Before starting this tutorial, you will need the following:

  • Existing Cloud Provider account (AWS, GCP, Azure).
  • Permissions to create an S3 bucket in said account.

Setting up

  1. Use your existing account or sign up for a Databricks account at Try Databricks. Complete the form with your user information.

    Sign up for Databricks

    Sign up for Databricks

  2. For the purpose of this tutorial, you will be selecting AWS as our cloud provider but if you use Azure or GCP internally, please choose one of them. The setup process will be similar.

  3. Check your email to complete the verification process.

  4. After setting up your password, you will be guided to choose a subscription plan. You will need to select either the Premium or Enterprise plan to access the SQL Compute functionality, required for using the SQL Endpoint for dbt. We have chosen Premium for this tutorial. Click Continue after selecting your plan.

    Choose Databricks Plan

    Choose Databricks Plan

  5. Click on Get Started when you come to this below page and then Confirm after you validate that you have everything needed.

  6. Now it's time to create your first workspace. A Databricks workspace is an environment for accessing all of your Databricks assets. The workspace organizes objects like notebooks, SQL Endpoints, clusters, etc into one place. Provide the name of your workspace and choose the appropriate AWS region and click Start Quickstart. You might get the checkbox of I have data in S3 that I want to query with Databricks. You do not need to check this off for the purpose of this tutorial.

    Setup First Workspace

    Setup First Workspace

  7. By clicking on Start Quickstart, you will be redirected to AWS and asked to log in if you haven’t already. After logging in, you should see a page similar to this.

    Create AWS resources

    Create AWS resources

tip

If you get a session error and don’t get redirected to this page, do not worry, go back to the Databricks UI and create a workspace from the interface. All you have to do is click create workspaces, choose the quickstart, fill out the form and click Start Quickstart.

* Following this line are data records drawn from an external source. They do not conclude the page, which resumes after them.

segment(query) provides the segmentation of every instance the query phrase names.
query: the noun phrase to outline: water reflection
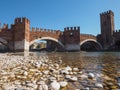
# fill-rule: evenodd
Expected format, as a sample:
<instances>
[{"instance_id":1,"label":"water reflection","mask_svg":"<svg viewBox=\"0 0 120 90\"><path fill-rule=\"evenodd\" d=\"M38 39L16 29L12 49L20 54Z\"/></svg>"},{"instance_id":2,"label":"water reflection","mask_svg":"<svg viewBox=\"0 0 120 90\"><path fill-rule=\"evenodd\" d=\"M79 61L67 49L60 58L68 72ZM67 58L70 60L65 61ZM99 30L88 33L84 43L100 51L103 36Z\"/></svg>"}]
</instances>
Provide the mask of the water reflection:
<instances>
[{"instance_id":1,"label":"water reflection","mask_svg":"<svg viewBox=\"0 0 120 90\"><path fill-rule=\"evenodd\" d=\"M103 75L97 81L103 83L105 90L118 88L117 77L120 76L119 52L52 52L34 53L48 55L51 60L63 60L63 66L78 67L81 71ZM96 75L97 76L97 75Z\"/></svg>"}]
</instances>

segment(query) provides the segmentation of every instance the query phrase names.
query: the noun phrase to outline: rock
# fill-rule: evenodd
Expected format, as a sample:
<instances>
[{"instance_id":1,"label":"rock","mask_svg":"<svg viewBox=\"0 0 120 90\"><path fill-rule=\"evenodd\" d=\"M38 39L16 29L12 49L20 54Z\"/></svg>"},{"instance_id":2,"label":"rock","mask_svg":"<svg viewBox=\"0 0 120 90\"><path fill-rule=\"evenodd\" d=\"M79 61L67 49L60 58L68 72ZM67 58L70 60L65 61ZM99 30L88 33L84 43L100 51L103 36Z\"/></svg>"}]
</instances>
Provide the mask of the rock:
<instances>
[{"instance_id":1,"label":"rock","mask_svg":"<svg viewBox=\"0 0 120 90\"><path fill-rule=\"evenodd\" d=\"M45 85L45 82L44 81L39 81L37 82L38 85Z\"/></svg>"},{"instance_id":2,"label":"rock","mask_svg":"<svg viewBox=\"0 0 120 90\"><path fill-rule=\"evenodd\" d=\"M51 90L59 90L60 89L60 84L57 81L53 81L50 84L50 88L51 88Z\"/></svg>"},{"instance_id":3,"label":"rock","mask_svg":"<svg viewBox=\"0 0 120 90\"><path fill-rule=\"evenodd\" d=\"M69 72L68 72L66 69L60 70L60 73L61 73L61 74L69 74Z\"/></svg>"},{"instance_id":4,"label":"rock","mask_svg":"<svg viewBox=\"0 0 120 90\"><path fill-rule=\"evenodd\" d=\"M69 80L70 80L70 81L75 82L75 81L77 81L77 80L78 80L78 78L77 78L77 77L75 77L75 76L72 76L71 78L69 78Z\"/></svg>"},{"instance_id":5,"label":"rock","mask_svg":"<svg viewBox=\"0 0 120 90\"><path fill-rule=\"evenodd\" d=\"M74 72L78 72L79 69L78 69L78 68L73 68L73 71L74 71Z\"/></svg>"},{"instance_id":6,"label":"rock","mask_svg":"<svg viewBox=\"0 0 120 90\"><path fill-rule=\"evenodd\" d=\"M27 75L28 75L28 72L27 72L27 71L25 71L25 72L23 73L23 75L24 75L24 76L27 76Z\"/></svg>"},{"instance_id":7,"label":"rock","mask_svg":"<svg viewBox=\"0 0 120 90\"><path fill-rule=\"evenodd\" d=\"M65 78L69 79L69 78L71 78L71 76L70 75L65 75Z\"/></svg>"},{"instance_id":8,"label":"rock","mask_svg":"<svg viewBox=\"0 0 120 90\"><path fill-rule=\"evenodd\" d=\"M59 65L58 64L54 64L55 69L59 69Z\"/></svg>"},{"instance_id":9,"label":"rock","mask_svg":"<svg viewBox=\"0 0 120 90\"><path fill-rule=\"evenodd\" d=\"M61 87L66 87L68 83L66 81L60 81L59 84Z\"/></svg>"},{"instance_id":10,"label":"rock","mask_svg":"<svg viewBox=\"0 0 120 90\"><path fill-rule=\"evenodd\" d=\"M103 85L101 83L95 83L95 86L98 88L103 88Z\"/></svg>"},{"instance_id":11,"label":"rock","mask_svg":"<svg viewBox=\"0 0 120 90\"><path fill-rule=\"evenodd\" d=\"M88 74L88 78L93 79L94 77L95 77L95 75L93 73Z\"/></svg>"},{"instance_id":12,"label":"rock","mask_svg":"<svg viewBox=\"0 0 120 90\"><path fill-rule=\"evenodd\" d=\"M81 89L81 90L90 90L90 88L89 88L89 87L86 87L86 88L83 88L83 89Z\"/></svg>"},{"instance_id":13,"label":"rock","mask_svg":"<svg viewBox=\"0 0 120 90\"><path fill-rule=\"evenodd\" d=\"M37 90L48 90L48 86L46 84L39 85Z\"/></svg>"},{"instance_id":14,"label":"rock","mask_svg":"<svg viewBox=\"0 0 120 90\"><path fill-rule=\"evenodd\" d=\"M52 81L56 81L56 78L55 77L49 77L49 80L52 82Z\"/></svg>"},{"instance_id":15,"label":"rock","mask_svg":"<svg viewBox=\"0 0 120 90\"><path fill-rule=\"evenodd\" d=\"M48 70L43 71L43 74L48 75L48 74L49 74L49 71L48 71Z\"/></svg>"},{"instance_id":16,"label":"rock","mask_svg":"<svg viewBox=\"0 0 120 90\"><path fill-rule=\"evenodd\" d=\"M81 77L82 79L88 78L88 76L85 75L85 74L82 74L80 77Z\"/></svg>"}]
</instances>

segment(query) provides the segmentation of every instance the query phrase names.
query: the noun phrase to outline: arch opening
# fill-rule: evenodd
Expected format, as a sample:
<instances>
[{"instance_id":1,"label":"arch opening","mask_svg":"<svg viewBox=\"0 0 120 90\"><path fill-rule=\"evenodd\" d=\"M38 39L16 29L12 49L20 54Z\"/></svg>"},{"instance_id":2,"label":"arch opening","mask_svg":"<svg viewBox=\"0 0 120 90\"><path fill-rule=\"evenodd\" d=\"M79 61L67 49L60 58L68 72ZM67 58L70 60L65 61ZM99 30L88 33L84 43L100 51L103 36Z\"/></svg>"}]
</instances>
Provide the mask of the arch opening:
<instances>
[{"instance_id":1,"label":"arch opening","mask_svg":"<svg viewBox=\"0 0 120 90\"><path fill-rule=\"evenodd\" d=\"M8 42L3 39L3 38L0 38L0 52L8 52L10 51L9 47L8 47Z\"/></svg>"},{"instance_id":2,"label":"arch opening","mask_svg":"<svg viewBox=\"0 0 120 90\"><path fill-rule=\"evenodd\" d=\"M64 45L59 40L51 37L42 37L30 42L30 51L61 51L63 48Z\"/></svg>"},{"instance_id":3,"label":"arch opening","mask_svg":"<svg viewBox=\"0 0 120 90\"><path fill-rule=\"evenodd\" d=\"M99 42L87 39L80 43L81 51L101 51L103 48Z\"/></svg>"}]
</instances>

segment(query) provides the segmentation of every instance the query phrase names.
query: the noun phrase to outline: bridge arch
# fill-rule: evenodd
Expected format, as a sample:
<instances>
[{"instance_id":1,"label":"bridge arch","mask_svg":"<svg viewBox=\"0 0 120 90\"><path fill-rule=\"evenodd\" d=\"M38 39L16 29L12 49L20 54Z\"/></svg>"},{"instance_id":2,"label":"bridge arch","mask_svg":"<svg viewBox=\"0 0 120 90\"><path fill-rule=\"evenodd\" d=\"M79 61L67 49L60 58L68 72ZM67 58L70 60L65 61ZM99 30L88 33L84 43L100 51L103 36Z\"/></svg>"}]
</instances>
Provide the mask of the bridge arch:
<instances>
[{"instance_id":1,"label":"bridge arch","mask_svg":"<svg viewBox=\"0 0 120 90\"><path fill-rule=\"evenodd\" d=\"M0 38L0 43L2 43L5 46L7 46L7 44L8 44L8 42L3 38Z\"/></svg>"},{"instance_id":2,"label":"bridge arch","mask_svg":"<svg viewBox=\"0 0 120 90\"><path fill-rule=\"evenodd\" d=\"M94 45L95 45L95 47L96 48L99 48L99 50L103 50L103 47L102 47L102 45L98 42L98 41L96 41L95 39L86 39L86 40L83 40L81 43L80 43L80 47L82 48L83 47L83 45L85 44L85 43L87 43L87 42L89 42L89 44L91 43L91 46L93 45L93 43L94 43ZM94 46L93 45L93 46Z\"/></svg>"},{"instance_id":3,"label":"bridge arch","mask_svg":"<svg viewBox=\"0 0 120 90\"><path fill-rule=\"evenodd\" d=\"M31 46L34 42L36 42L38 40L52 40L52 41L57 42L58 44L60 44L64 48L64 45L59 40L52 38L52 37L41 37L41 38L35 39L35 40L30 42L29 46Z\"/></svg>"}]
</instances>

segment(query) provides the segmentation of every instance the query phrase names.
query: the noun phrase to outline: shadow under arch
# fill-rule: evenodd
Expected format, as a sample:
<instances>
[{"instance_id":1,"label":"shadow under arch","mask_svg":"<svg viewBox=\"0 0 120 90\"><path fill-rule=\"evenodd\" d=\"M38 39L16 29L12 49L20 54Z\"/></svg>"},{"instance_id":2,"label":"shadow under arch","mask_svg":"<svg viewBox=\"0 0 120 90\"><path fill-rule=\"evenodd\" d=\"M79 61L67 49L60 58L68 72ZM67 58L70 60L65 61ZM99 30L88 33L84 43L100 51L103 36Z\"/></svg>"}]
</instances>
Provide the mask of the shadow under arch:
<instances>
[{"instance_id":1,"label":"shadow under arch","mask_svg":"<svg viewBox=\"0 0 120 90\"><path fill-rule=\"evenodd\" d=\"M65 46L57 39L55 38L52 38L52 37L41 37L41 38L38 38L38 39L35 39L33 41L30 42L30 45L31 46L34 42L38 41L38 40L52 40L52 41L55 41L57 42L58 44L60 44L62 46L62 48L64 48Z\"/></svg>"},{"instance_id":2,"label":"shadow under arch","mask_svg":"<svg viewBox=\"0 0 120 90\"><path fill-rule=\"evenodd\" d=\"M83 44L85 44L86 42L93 42L94 44L98 45L99 50L103 50L102 45L101 45L97 40L94 40L94 39L86 39L86 40L83 40L83 41L80 43L80 47L81 47Z\"/></svg>"},{"instance_id":3,"label":"shadow under arch","mask_svg":"<svg viewBox=\"0 0 120 90\"><path fill-rule=\"evenodd\" d=\"M2 52L11 51L10 47L8 46L7 40L0 38L0 43L1 43L1 45L4 45L6 47L6 49L4 48L4 50L2 50Z\"/></svg>"}]
</instances>

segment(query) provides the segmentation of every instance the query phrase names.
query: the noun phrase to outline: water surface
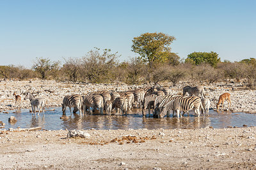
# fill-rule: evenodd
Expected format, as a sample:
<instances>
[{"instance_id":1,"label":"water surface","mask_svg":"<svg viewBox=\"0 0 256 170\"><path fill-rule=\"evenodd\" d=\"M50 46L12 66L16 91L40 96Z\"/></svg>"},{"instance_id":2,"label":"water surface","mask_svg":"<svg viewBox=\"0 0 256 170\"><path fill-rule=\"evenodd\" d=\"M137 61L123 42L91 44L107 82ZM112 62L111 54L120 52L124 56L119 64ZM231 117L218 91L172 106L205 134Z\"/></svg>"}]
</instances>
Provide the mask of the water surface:
<instances>
[{"instance_id":1,"label":"water surface","mask_svg":"<svg viewBox=\"0 0 256 170\"><path fill-rule=\"evenodd\" d=\"M210 110L209 117L195 117L193 112L189 112L189 117L177 118L176 117L164 117L163 119L154 118L147 117L143 117L139 109L133 109L127 116L114 115L108 116L98 113L92 115L79 116L79 114L72 114L72 117L66 120L60 119L62 117L61 108L47 108L54 109L54 111L46 111L44 117L42 113L40 115L32 115L29 110L21 110L15 112L15 110L8 111L9 114L0 113L0 120L6 124L4 129L8 128L31 128L42 127L43 129L60 130L65 129L198 129L208 126L214 128L223 128L228 126L243 127L256 125L256 115L245 113L230 113L221 111L217 113ZM77 112L78 113L78 112ZM70 115L67 110L67 116ZM14 116L17 119L15 124L10 124L8 119Z\"/></svg>"}]
</instances>

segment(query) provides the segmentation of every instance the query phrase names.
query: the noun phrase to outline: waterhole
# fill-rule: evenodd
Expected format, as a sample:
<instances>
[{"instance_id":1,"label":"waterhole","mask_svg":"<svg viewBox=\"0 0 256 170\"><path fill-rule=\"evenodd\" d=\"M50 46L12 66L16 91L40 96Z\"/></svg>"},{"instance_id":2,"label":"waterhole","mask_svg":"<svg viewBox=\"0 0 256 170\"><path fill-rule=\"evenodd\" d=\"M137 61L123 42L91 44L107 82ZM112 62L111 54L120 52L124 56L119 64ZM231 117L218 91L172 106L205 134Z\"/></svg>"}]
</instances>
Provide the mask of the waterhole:
<instances>
[{"instance_id":1,"label":"waterhole","mask_svg":"<svg viewBox=\"0 0 256 170\"><path fill-rule=\"evenodd\" d=\"M52 111L52 110L54 110ZM216 112L210 110L209 116L196 117L193 111L189 112L189 117L177 118L177 117L164 117L163 119L143 117L141 110L133 109L127 115L108 116L100 115L99 113L86 114L79 116L72 114L71 117L61 119L62 112L61 108L47 108L44 116L42 113L39 115L32 115L29 110L20 111L7 111L10 113L0 113L0 120L5 124L4 129L8 128L31 128L42 127L46 130L60 129L198 129L211 126L213 128L223 128L227 127L243 127L256 125L256 115L248 114L243 112L231 113L227 111ZM69 110L67 110L67 116L70 117ZM16 117L15 124L8 122L11 116Z\"/></svg>"}]
</instances>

  1. There is no need to change any of the pre-filled out fields in the Parameters. Just add in your Databricks password under Databricks Account Credentials. Check off the Acknowledgement and click Create stack.

    Parameters

    Parameters

    Capabilities

    Capabilities

  2. Afterwards, you should land on the CloudFormation > Stacks page. Once the status becomes CREATE_COMPLETE, you will be ready to start. This process can take about 5 minutes so feel free to click refresh to refresh the status updates.

    Confirm Status Completion

    Confirm Status Completion

  3. Go back to the Databricks tab. You should see that your workspace is ready to use.

    A Databricks Workspace

    A Databricks Workspace

  4. Now let’s jump into the workspace. Click on Open and log into the workspace using the same login as you used to log into the account.

Congrats! You are now ready to start working in the workspace.

Welcome to the Databricks Workspace

Welcome to the Databricks Workspace

Loading data

Our next step is to load some data to transform. Luckily for us, Databricks makes it really easy for us to upload data.

  1. First we need a SQL endpoint. Find the drop down menu and toggle into the SQL space.

    SQL space

    SQL space

  2. We will be setting up a SQL endpoint now. Select SQL Endpoints from the left hand side console. You will see that a default SQL Endpoint exists.

    SQL Endpoints

    SQL Endpoints

  3. Click Start on the Starter Endpoint. This will take a few minutes to get the necessary resources spun up.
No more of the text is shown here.